No. It waives the coinsurance and deductible for Chronic Care Management specifically. RPM, APCM, PCM, and BHI cost-sharing are defined under separate provisions and are not affected.
When would the change take effect?
For CCM services furnished on or after January 1, 2027, contingent on the bill being signed into law before that date.
Should I delay launching CCM until the bill passes?
No. The enrollment barrier is addressable now through how you screen, explain, and document. Waiting on uncertain legislation costs you the per-member revenue and the care coordination benefit in the meantime.
What's the documentation risk in CCM?
Thin care plans and unclear consent, not the copay.
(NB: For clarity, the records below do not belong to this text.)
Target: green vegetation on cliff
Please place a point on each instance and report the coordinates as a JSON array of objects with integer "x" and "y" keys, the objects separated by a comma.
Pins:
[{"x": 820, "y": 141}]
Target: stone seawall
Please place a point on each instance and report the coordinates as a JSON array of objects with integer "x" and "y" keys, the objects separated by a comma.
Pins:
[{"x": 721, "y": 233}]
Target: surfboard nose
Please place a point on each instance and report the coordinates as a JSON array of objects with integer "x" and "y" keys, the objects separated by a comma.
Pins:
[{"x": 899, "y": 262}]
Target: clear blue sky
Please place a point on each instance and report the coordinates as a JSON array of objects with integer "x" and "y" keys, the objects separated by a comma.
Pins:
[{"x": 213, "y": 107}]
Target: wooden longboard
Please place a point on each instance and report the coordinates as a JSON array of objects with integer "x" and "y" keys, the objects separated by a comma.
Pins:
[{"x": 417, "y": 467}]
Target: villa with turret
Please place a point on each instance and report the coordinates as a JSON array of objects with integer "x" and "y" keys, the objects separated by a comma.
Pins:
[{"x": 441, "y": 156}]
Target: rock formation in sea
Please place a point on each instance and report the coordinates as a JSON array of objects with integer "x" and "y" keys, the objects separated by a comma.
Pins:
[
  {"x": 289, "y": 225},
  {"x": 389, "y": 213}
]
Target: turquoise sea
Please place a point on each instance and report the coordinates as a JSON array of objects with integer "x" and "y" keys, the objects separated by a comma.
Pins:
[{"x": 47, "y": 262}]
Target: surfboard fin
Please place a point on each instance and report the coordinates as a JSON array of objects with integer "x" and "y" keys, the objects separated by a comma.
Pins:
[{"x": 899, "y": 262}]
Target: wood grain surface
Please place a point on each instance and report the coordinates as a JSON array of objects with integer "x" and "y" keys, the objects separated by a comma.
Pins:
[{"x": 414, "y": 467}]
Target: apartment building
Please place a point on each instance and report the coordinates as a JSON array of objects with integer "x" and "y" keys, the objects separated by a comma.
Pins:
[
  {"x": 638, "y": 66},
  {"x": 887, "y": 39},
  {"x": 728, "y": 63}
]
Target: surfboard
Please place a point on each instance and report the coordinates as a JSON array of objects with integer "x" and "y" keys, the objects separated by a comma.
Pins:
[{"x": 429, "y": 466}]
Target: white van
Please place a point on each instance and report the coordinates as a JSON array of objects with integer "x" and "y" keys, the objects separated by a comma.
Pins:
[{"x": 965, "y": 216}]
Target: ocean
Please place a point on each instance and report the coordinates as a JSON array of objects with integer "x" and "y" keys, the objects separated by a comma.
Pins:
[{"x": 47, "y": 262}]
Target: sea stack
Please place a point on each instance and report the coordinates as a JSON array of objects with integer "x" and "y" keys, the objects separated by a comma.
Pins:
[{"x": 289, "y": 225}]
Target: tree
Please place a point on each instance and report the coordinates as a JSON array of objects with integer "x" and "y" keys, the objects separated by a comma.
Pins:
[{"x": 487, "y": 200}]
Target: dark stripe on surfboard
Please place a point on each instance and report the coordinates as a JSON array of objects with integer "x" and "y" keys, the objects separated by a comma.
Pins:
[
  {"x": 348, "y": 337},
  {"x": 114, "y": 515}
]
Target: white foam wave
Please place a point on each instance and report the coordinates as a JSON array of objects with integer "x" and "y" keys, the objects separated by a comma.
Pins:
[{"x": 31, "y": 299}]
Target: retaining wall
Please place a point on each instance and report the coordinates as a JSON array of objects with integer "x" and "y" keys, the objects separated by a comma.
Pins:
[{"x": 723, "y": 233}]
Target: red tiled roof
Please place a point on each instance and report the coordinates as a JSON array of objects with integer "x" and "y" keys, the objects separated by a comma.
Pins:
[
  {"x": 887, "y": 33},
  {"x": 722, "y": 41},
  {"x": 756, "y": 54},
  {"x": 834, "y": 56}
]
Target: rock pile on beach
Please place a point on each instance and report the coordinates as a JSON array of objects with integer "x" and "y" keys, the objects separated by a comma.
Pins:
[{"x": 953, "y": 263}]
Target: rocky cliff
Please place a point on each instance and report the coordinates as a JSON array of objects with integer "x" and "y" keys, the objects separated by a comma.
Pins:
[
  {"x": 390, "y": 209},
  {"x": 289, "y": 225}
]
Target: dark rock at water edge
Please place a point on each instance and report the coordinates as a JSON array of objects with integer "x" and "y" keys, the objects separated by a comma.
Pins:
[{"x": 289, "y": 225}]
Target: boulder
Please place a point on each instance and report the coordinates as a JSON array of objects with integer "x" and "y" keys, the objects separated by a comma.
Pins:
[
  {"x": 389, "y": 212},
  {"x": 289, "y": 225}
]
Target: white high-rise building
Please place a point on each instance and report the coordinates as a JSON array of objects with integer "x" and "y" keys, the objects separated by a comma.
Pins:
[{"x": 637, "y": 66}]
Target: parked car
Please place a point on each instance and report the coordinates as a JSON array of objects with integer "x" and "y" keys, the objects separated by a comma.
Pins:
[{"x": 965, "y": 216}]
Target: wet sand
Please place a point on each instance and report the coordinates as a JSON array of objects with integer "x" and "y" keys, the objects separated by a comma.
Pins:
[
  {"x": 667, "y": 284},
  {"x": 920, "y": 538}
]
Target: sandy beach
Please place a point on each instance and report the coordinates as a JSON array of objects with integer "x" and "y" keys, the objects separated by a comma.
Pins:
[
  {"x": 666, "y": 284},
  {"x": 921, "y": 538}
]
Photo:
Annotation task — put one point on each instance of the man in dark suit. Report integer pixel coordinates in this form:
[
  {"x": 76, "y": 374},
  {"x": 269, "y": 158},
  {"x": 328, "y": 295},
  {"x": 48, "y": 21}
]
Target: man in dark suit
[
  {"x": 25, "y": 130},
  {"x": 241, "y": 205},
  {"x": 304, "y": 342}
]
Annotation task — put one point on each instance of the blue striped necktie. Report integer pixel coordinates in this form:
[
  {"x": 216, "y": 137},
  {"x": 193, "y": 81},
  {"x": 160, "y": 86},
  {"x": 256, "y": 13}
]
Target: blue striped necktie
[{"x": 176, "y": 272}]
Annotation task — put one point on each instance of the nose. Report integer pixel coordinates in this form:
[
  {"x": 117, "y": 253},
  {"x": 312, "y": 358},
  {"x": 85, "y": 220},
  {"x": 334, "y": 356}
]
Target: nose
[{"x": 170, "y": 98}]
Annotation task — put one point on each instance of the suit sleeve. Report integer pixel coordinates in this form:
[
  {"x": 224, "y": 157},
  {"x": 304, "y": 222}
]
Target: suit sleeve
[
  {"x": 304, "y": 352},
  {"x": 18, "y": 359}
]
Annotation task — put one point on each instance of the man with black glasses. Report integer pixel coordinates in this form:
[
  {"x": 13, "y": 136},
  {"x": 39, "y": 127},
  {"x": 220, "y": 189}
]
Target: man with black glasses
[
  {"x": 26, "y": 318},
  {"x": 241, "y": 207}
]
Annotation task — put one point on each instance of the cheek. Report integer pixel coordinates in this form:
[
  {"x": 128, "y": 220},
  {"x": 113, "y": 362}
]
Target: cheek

Audit defensibility rests on a documented comprehensive care plan tied to the initiating visit, recorded time at the activity level, and clear beneficiary consent. Build the record so it defends itself before anyone requests it.
How does removing the copay help my broader program?
CCM is the entry point to the care management stack. More CCM enrollments mean more patients already inside your infrastructure, where RPM, BHI, and PCM become natural extensions.
The copay is friction. The system is the program.
If H.R. 8261 passes, the CCM copay goes away and the front door gets wider. If it doesn't, the door is still open, just narrower, and the practices that learned to handle the copay conversation keep walking patients through it. Either way, the program that lasts is the one whose documentation defends itself. Build that first. The legislation, if it comes, is upside on top of a program that already works.
About this article
This article is for general education and clinical-professional information. It is not medical, legal, billing, or coding advice. Verify all coding and coverage determinations against current CMS guidance and your MAC before billing.
This article describes proposed federal legislation that has not been enacted. The bill's provisions may change or fail to become law. Nothing here should be read as a promise of future coverage, payment, or cost-sharing.
Mobile Health Providers is an independent medical practice. We are not affiliated with or endorsed by Medicare or CMS. Coverage for any service depends on a patient's eligibility and medical necessity.